Гомер — преобладание Аполлона над Дионисом. С Архилоха начинается более самостоятельная дионисийская стихия; тут основа органического сращения начал аполли–нийского и дионисийского.
«Образное разрешение этого вопроса дает нам сама древность, когда она сопоставляет на своих барельефах, геммах и т. д. Гомера и Архилоха, как праотцев и свещеносцев греческой поэзии, в ясном ощущении того, что только эти оба могут рассматриваться как вполне и равно оригинальные натуры, изливающие пламенный поток на всю совокупность греческого будущего. Гомер, погруженный в себя престарелый сновидец, тип аполлоновского, наивного художника, с изумлением взирает на страстное чело дико носившегося в вихре жизни, воинственного служителя муз — Архилоха». [28] Там же, 55.

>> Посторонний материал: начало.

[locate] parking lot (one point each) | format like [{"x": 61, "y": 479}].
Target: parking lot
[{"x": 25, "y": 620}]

11. Аттическая трагедия.Наивысший же синтез диони–сизма и аполлинизма содержится в аттической трагедии. Трагедия возникает как аполлинийское зацветание диони–сийского экстаза и музыки. Дионис не может существовать без Аполлона. Оргийное безумие, являясь плодоносной почвой для всякой образности, порождает из себя аполло–нийское оформление, делая каждого носителя такого оформления трагическим героем. Герой, ставший диони–сийским безумцем в условиях аполлинийской мерности, есть титан; на нем лежит обреченность к трагической вине. Дионисийский герой очарован ; сливаясь с окружающим, он превращается в него, он уже по этому самому в существе оказывается лицедеем. Он драматичен.

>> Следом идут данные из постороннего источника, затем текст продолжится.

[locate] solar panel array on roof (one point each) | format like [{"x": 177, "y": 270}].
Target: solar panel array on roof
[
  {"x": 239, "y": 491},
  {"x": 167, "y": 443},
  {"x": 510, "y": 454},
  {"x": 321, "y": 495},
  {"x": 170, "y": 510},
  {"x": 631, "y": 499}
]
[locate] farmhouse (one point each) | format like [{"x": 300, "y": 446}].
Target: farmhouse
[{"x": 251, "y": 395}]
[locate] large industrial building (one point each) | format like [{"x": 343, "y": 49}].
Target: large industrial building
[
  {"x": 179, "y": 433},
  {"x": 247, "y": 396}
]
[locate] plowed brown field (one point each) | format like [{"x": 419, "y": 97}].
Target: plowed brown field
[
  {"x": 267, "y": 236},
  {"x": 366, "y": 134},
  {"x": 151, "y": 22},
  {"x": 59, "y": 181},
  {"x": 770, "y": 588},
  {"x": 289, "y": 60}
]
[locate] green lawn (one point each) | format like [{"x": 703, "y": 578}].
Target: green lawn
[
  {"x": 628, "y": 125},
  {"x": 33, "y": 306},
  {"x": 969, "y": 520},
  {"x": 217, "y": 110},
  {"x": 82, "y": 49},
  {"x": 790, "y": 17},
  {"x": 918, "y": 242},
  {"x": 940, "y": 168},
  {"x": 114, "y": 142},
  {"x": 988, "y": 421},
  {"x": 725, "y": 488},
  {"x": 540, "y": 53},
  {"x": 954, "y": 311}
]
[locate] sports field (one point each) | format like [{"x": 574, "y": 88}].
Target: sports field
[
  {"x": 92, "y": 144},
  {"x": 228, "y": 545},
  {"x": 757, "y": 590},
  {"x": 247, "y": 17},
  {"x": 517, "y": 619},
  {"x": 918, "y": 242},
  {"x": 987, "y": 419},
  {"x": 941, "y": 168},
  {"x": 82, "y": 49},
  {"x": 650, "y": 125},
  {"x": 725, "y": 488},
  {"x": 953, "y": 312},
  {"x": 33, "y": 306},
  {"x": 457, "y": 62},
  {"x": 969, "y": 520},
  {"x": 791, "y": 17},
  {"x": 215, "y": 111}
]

«Дионисийское возбуждение способно сообщить целой массе это художественное дарование, этот дар видеть себя окруженным толпой духов и чувствовать свое внутреннее единство с ней. Этот процесс трагического хора есть коренной драматический феномен; видеть себя самого превращенным и затем действовать, словно ты действительно вступил в другое тело, и принять другой характер. Этот процесс стоит во главе развития драмы. Здесь происходит нечто другое, чем с рапсодом, который не сливается со своими образами, но, подобно живописцу, видит их вне себя созерцающим оком; здесь налицо отказ от своей индивидуальности через погружение в чужую природу. И при этом сказанный феномен выступает эпидемически: целая толпа чувствует себя зачарованной таким образом. Поэтому дифирамб по существу своему отличен от всякого другого хорового пения. Девы, торжественно шествующие с ветвями лавра в руках ко храму Аполлона и поющие при этом торжественную песнь, остаются тем, что они есть, и сохраняют свои имена гражданок: дифирамбический хор есть хор превращенных, причем их гражданское прошлое, их социальное положение совершенно забываются. Они стали вневременными, вне всяких сфер общества живущими служителями своего бога. Вся остальная хоровая лирика эллинов есть только огромный подъем и развитие единичного аполлоновского певца; между тем как в дифирамбе мы имеем перед собой общину бессознательных актеров, которые смотрят и на себя, и друг на друга как на превращенных».